2. An acoustical system as claimed in claim 1, further comprising a housing having a side wall which is disposed coaxially and surrounds said cavity at a spaced apart distance forming a gap therebetween.

3. An acoustical system as claimed in claim 2, wherein said housing has a recess formed in front of said baffle member, and wherein a protective grille is received within said recess to prevent damage to the crystal/diaphragm driver assembly due to entry of foreign materials and the like into the cavity.

4. An acoustical system as claimed in claim 1, wherein said rear Helmholtz loading chamber is tunable by adjusting the first distance between the crystal and the rear wall panel.

5. An acoustical system as claimed in claim 4, wherein said front, outer enclosing chamber is tunable by adjusting the second distance between the baffle member and the crystal.

6. An acoustical system as claimed in claim 5, wherein said rear chamber is tuned to the fundamental resonant frequency of the driver assembly and said front chamber is tuned to be slightly above the fundamental resonant frequency so as to produce a frequency response having a wider bandwidth.

7. An acoustical system as claimed in claim 1, wherein said rear panel wall comprises a printed circuit board for mounting of electronic circuitry.

8. An acoustical system as claimed in claim 3, further comprising a rear cover plate which is secured to the end of the housing opposite from said baffle member.

9. An acoustical system for generating loud sound levels over a wide audio frequency range comprising:

a generally cylindrically-shaped cavity formed of a wall member and having front and back ends;

a baffle member being disposed to close the front end of said cavity;

a housing including a side wall and being disposed coaxially and surrounds said cavity at a spaced apart distance forming a gap therebetween;

said housing having a recess formed in front of said baffle member;

a rear wall panel being disposed to close the back end of said cavity;

a crystal/diaphragm driver assembly being formed of a piezoelectric crystal of a generally circular configuration and a generally conically-shaped diaphragm whose apex is fixedly attached to said crystal, said driver assembly converting electrical signals applied thereto into acoustical signals;

a removable protective grille being disposed within the recess of said housing to prevent damage to the crystal/diaphragm driver assembly due to entry of foreign materials and the like into the cavity;

means for mounting said crystal at a first predetermined desired distance from said rear wall panel to form a rear Helmholtz loading chamber therebetween;

said means for mounting said crystal including a plurality of tabs formed on the edge of said crystal at equally spaced apart distances and a plurality of support posts extending from the back side of said baffle member and terminating in mounting pins, said tabs having openings at their free ends for receiving said mounting pins so as to locate said crystal at the first predetermined distance from said rear wall panel; and

said baffle member being spaced at a second predetermined desired distance from said crystal so as to form a front, outer enclosing chamber.

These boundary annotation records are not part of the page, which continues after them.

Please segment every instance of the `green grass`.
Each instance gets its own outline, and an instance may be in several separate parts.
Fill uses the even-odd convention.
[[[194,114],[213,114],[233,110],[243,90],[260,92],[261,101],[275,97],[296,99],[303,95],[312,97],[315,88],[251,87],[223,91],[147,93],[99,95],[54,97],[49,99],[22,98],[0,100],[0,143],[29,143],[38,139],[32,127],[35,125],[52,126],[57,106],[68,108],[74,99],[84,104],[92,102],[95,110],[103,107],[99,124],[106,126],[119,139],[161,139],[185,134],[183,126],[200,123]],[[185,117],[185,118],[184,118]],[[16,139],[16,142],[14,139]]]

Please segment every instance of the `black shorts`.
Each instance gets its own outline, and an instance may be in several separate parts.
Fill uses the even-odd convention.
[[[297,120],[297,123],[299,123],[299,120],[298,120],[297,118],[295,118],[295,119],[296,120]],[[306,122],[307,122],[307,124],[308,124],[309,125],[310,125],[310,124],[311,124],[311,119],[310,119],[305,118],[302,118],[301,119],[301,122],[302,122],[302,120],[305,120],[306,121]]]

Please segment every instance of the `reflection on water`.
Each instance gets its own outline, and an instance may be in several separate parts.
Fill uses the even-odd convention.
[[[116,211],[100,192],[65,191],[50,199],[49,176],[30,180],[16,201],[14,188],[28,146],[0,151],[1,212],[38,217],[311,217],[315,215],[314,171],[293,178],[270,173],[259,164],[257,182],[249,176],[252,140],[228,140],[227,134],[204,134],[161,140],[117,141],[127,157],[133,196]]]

10. An acoustical system as claimed in claim 9, wherein said rear Helmholtz loading chamber is tunable by adjusting the first distance between the crystal and the rear wall panel.

11. An acoustical system as claimed in claim 10, wherein said front, outer enclosing chamber is tunable by adjusting the second distance between the baffle member and the crystal.

12. An acoustical system as claimed in claim 11, wherein said rear chamber is tuned to the fundamental resonant frequency of the driver assembly and said front chamber is tuned to be slightly above the fundamental resonant frequency so as to produce a frequency response having a wider bandwidth.

13. An acoustical system as claimed in claim 9, wherein said rear panel wall comprises a printed circuit board for mounting of electronic circuitry.

14. An acoustical system as claimed in claim 9, further comprising a rear cover plate which is secured to the end of the housing opposite from said baffle member.